Chronique

Skuro G
VELVET SUNSET

VELVET SUNSET PRODUCTION - 2025

Cover : Djeser & Skuro G
Photographie à la une : Djeser

Des facts et de l’ambition. Explorateur de couleurs musicales, il faut croire que pour débuter l’été 2025 sous un soleil de velours, Skuro G a choisi les vibrations décontractées du Southern Hip Hop et de la Californie. Après cinq disques sortis depuis 2022, c’est avec VELVET SUNSET, EP pensé comme un voyage entre introspection et hédonisme, ride du bitume et quête existentielle que le rappeur originaire de Sens continue de livrer ses aspirations et sa débrouillardise accompagné de Jee Van Cleef à la direction artistique, au mastering et au management et HLV STUDIO au mixage.

Ayant grandi dans un univers familial musical, Skuro G ne conçoit pas sa musique comme un produit, plutôt comme une extension de son humeur. VELVET SUNSET s’inscrit donc dans cette logique : un disque « d’été » certes, mais un été mélancolique, moelleux, enveloppé dans une chaleur douce-amère. Les prods traduisent cette dualité. Claviers bass, guitares sous pédale wah wah, synthétiseurs aux leads bien identifiées et snares percutantes parfument une bonne moitié du disque (« NEVERSTOP », « RANGE SPORT », « RIDE & HUSTLE ») sans pour autant étouffer « PRATA », ballade aux allures afro ou « CICATRICES », trap classique accompagnée d’une guitare latine qui clôture l’EP.

« Tu connais l’boug, gros, pas de Festina, j’veux une Rolex avec un prix inestimable / J’veux sortir avec une ride vintage comme une archive de l’INA » débute-t-il sur « NEVERSTOP », produit par Goorsky et Diegxmusic, qui introduit le disque avec lucidité. L’image est donnée, l’objectif est clair. Il y a dans ces lignes une vision matérialiste mais jamais vide. Derrière la Rolex et la ride, se cache la métaphore du temps qui passe, la réussite rêvée et la liberté recherchée. Ce réalisme traverse tout l’EP : Skuro G sait la différence entre la musique qu’il fait et celle qui est streamée ou consommée, mais persiste dans sa voie, fidèle à ses goûts. « J’fais du son niché, c’est pas comme ça que j’vais remplir un putain d’Bercy » lâche-t-il avec une franchise rare dans un milieu souvent obsédé par les chiffres.

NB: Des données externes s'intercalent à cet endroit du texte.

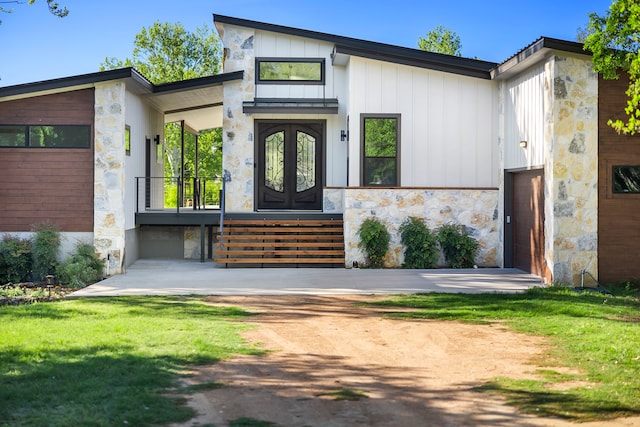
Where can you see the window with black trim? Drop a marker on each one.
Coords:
(626, 179)
(127, 140)
(309, 71)
(380, 150)
(45, 136)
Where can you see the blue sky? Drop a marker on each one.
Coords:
(39, 46)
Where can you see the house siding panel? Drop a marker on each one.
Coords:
(525, 120)
(619, 214)
(44, 184)
(447, 138)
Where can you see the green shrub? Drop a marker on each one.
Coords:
(459, 249)
(374, 239)
(82, 268)
(45, 248)
(15, 259)
(420, 244)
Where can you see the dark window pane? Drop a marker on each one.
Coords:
(64, 136)
(380, 171)
(626, 179)
(380, 137)
(12, 136)
(290, 71)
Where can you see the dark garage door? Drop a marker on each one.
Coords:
(528, 222)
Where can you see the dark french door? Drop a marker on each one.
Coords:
(289, 172)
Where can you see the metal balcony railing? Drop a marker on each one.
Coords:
(166, 193)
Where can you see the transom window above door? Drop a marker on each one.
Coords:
(309, 71)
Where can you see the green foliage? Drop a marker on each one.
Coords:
(613, 41)
(53, 5)
(45, 248)
(82, 268)
(420, 244)
(15, 259)
(459, 248)
(374, 239)
(441, 40)
(166, 53)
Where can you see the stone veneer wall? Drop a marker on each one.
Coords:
(475, 209)
(109, 182)
(571, 168)
(238, 148)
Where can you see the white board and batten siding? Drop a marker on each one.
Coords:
(524, 119)
(275, 45)
(145, 122)
(448, 122)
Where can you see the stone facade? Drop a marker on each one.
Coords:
(238, 148)
(109, 182)
(571, 168)
(477, 210)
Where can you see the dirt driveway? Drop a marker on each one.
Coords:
(413, 373)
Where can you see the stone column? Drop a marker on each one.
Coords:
(571, 168)
(109, 179)
(237, 127)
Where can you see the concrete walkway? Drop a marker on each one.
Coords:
(169, 277)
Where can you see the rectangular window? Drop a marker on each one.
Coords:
(127, 140)
(59, 136)
(380, 150)
(290, 71)
(626, 179)
(12, 136)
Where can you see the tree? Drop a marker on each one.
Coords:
(614, 41)
(54, 7)
(441, 40)
(166, 53)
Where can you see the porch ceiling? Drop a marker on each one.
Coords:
(200, 108)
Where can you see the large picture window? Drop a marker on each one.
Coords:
(380, 150)
(48, 136)
(290, 71)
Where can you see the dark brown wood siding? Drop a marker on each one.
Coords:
(528, 223)
(53, 185)
(618, 214)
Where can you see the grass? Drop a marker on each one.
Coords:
(108, 361)
(596, 334)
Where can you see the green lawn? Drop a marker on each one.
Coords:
(596, 334)
(108, 361)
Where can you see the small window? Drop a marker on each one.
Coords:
(290, 71)
(127, 140)
(58, 136)
(626, 179)
(12, 136)
(380, 150)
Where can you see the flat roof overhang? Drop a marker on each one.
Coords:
(291, 106)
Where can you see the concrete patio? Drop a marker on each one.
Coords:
(178, 277)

Sur « RANGE SPORT », avec Carson qui est également à la production du titre, l’ambiance se fait plus west coast, plus détendue. Le flow respire, l’espace s’installe. « REAL ONE » poursuit ce virage. D Lebowski (beatmaker avec qui Skuro G avait collaboré sur le disque précédent, BLOODSPORT) y assemble drums R&B et lead synthé bien identifiée qui évoque les rivages de Los Angeles. « RIDE & HUSTLE », en compagnie de Tipi Mobb et OG Kedy, incarne la philosophie du disque : la route, le grind, le plaisir et la fatigue du mouvement. Le refrain est entêtant, les punchlines directes, entre humour et lucidité : « Le taff, c’est de la merde, je ferais mieux de visser. », « Le coeur me droppe, elle droppe ses panties. » On imagine les trajets de nuit, les stations-service, les conversations à demi-voix dans la voiture : le quotidien des rêveurs lucides orchestré par Unprediktable.

VELVET SUNSET agit comme une respiration dans la discographie de Skuro G. S’y sent un perfectionnisme discret, une envie de faire juste plutôt que fort. Les flows varient, saccadés ou chantés, mais toujours au service de l’atmosphère. Cela pourrait faire passer Skuro G pour un bon élève sans âme. Non. Son affection pour le rap se perçoit dans chaque détail, chaque ligne, chaque référence (« Grand soleil, j’mets Curren$y. »). Il revendique cette appartenance à la niche, à la passion pure, à ceux qui préfèrent la cohérence à la hype. VELVET SUNSET, c’est ce moment où le jour se couche sur les rêves pas encore réalisés, mais où la lumière reste assez forte pour y croire encore. Et Skuro G, lui, continue de rouler, moteur chaud, cœur froid, regard vers l’horizon.